Publication Type : Journal Article
Url : https://papers.ssrn.com/sol3/papers.cfm?abstract_id=4779064
Campus : Coimbatore
School : School of Engineering
Year : 2024
Abstract : Cyber adversaries use advanced tools and techniques to develop malware, specifically ransomware, to extort wealth from organizations and individuals. Cybersecurity researchers, sovereign governments, and federal agencies around the globe are continuously developing numerous methods to prevent, protect, and recover from surging ransomware attacks. These attacks are often referenced using conventional labeling methods that use ransomware family name, trojans used, system vulnerabilities exploited, name of the victim organization, or the threat actor behind the attack. The usage of conventional labeling techniques often leads to referencing similar ransomware using conflicting aliases. Such inconsistent nomenclature prevents the researchers from obtaining a federated view of ransomware characteristics during the investigation. This also adversely affects the development of effective solutions against ransomware attacks due to the lack of unified behavioral information. The proposed method focuses on developing a novel semantic model that uniquely represents ransomware's behavioral characteristics. The semantic model addresses the shortcomings of inconsistent ransomware nomenclature and supports better ransomware traceability. This is achieved by formally representing the high-level adversarial tactics, the chain of behaviors, and the system-level atomic operations of ransomware in a semantic model. The behavioral characteristics are obtained from live Windows-based cryptoransomware samples analyzed in a sophisticated hybrid testbed.

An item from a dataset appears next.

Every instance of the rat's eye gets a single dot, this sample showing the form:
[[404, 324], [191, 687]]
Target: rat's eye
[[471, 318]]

The proposed model is designed to be interoperable with other standard external knowledge bases. The semantic organization of harmonized, high-fidelity knowledge integrated from heterogeneous sources supports precise and context-aware search for information retrieval. The methodology promises potential applications such as discovering inferred relationships among ransomware behavioral characteristics as well as sharing and collaboration of malware domain knowledge.
Cite this Research Publication : Gowtham ramesh, Anand R. Nair, Ontology-Driven Behavioral Model for Ransomware Traceability, 2024.